We created a 'dup_id' column containing a boolean of whether or not the 'id' value was unique to the dataset. This column was used to find instances of properties with multipe transactions in our dataset.

In [None]:
#finding list of duplicate ID values
housing_dupes = housing
housing_dupes["dup_id"] = housing_dupes['id'].duplicated()
housing_dupes[housing_dupes["dup_id"]==True]['id']

In [None]:
duplicate_id_values = list(housing_dupes[housing_dupes["dup_id"]==True]['id'].values)

In [None]:
#investigating a few duplicate values
housing[housing['id']==duplicate_id_values[2]]

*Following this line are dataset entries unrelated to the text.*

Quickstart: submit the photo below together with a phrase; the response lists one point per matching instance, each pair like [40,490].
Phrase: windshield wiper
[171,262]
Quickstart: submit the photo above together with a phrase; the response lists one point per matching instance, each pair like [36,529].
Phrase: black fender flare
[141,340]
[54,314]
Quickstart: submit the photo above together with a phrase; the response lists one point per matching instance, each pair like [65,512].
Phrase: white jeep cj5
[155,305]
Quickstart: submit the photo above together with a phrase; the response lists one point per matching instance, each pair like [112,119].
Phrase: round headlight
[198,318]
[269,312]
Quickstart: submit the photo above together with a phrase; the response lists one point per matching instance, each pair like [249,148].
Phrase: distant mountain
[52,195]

Other examples of multiple id instances aligned with our expectations for consistent column values.

### Creating Additional Feature Columns

Additional features we wanted to investigate in our model were the age of the house at time of sale and the age of renovation at time of sale.

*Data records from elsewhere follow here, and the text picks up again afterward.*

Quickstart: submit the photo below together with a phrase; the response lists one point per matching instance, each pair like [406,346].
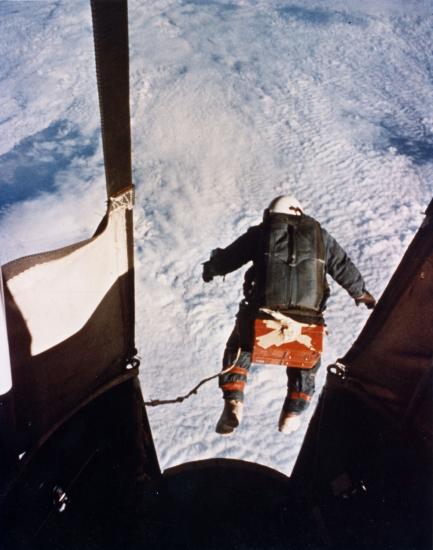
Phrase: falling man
[280,320]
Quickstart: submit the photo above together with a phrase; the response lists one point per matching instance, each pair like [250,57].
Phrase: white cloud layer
[230,101]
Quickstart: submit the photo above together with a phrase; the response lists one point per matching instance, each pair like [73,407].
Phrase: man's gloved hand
[207,274]
[367,299]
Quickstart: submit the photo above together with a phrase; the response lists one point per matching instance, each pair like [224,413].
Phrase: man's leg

'age_at_sale' was calculated by subtracting the 'yr_built' from the 'date'.

'age_of_renovation' was calculated by subtrating the 'yr_renovated' from the 'date'.

In [None]:
#date is stored as a string type object in M/D/Y format
housing['date']

In [None]:
#creating age column based on yr_built and yr_renovated
housing['age_at_sale'] = (housing['date'].str[-4:].astype(int) - housing['yr_built']).astype(int)

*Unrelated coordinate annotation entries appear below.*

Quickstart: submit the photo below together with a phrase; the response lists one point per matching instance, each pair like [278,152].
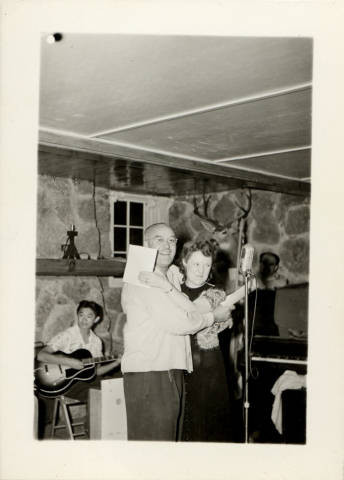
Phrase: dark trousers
[154,404]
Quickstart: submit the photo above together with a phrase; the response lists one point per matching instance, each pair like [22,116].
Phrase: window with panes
[128,226]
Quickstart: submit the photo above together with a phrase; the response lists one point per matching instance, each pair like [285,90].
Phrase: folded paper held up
[140,259]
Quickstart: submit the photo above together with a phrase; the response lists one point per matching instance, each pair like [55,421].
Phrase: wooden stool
[63,404]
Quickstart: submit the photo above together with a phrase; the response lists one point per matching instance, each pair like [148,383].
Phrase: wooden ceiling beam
[106,149]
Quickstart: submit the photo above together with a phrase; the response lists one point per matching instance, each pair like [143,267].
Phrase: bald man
[157,346]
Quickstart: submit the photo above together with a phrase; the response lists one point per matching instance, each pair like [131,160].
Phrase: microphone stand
[246,274]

housing['age_renovation_at_sale'] = (housing['date'].str[-4:].astype(int) - housing['yr_renovated']).astype(int)

In [None]:
housing.head()

### Our Cleaned Data

In [None]:
housing.info()

In [None]:
housing.columns

After cleaning, our dataframe had all null values replaced. 

5 additional columns were created: 'was_renovated', 'sqft_basement2', 'dup_id', 'age_at_sale', and 'age_renovation_at_sale'.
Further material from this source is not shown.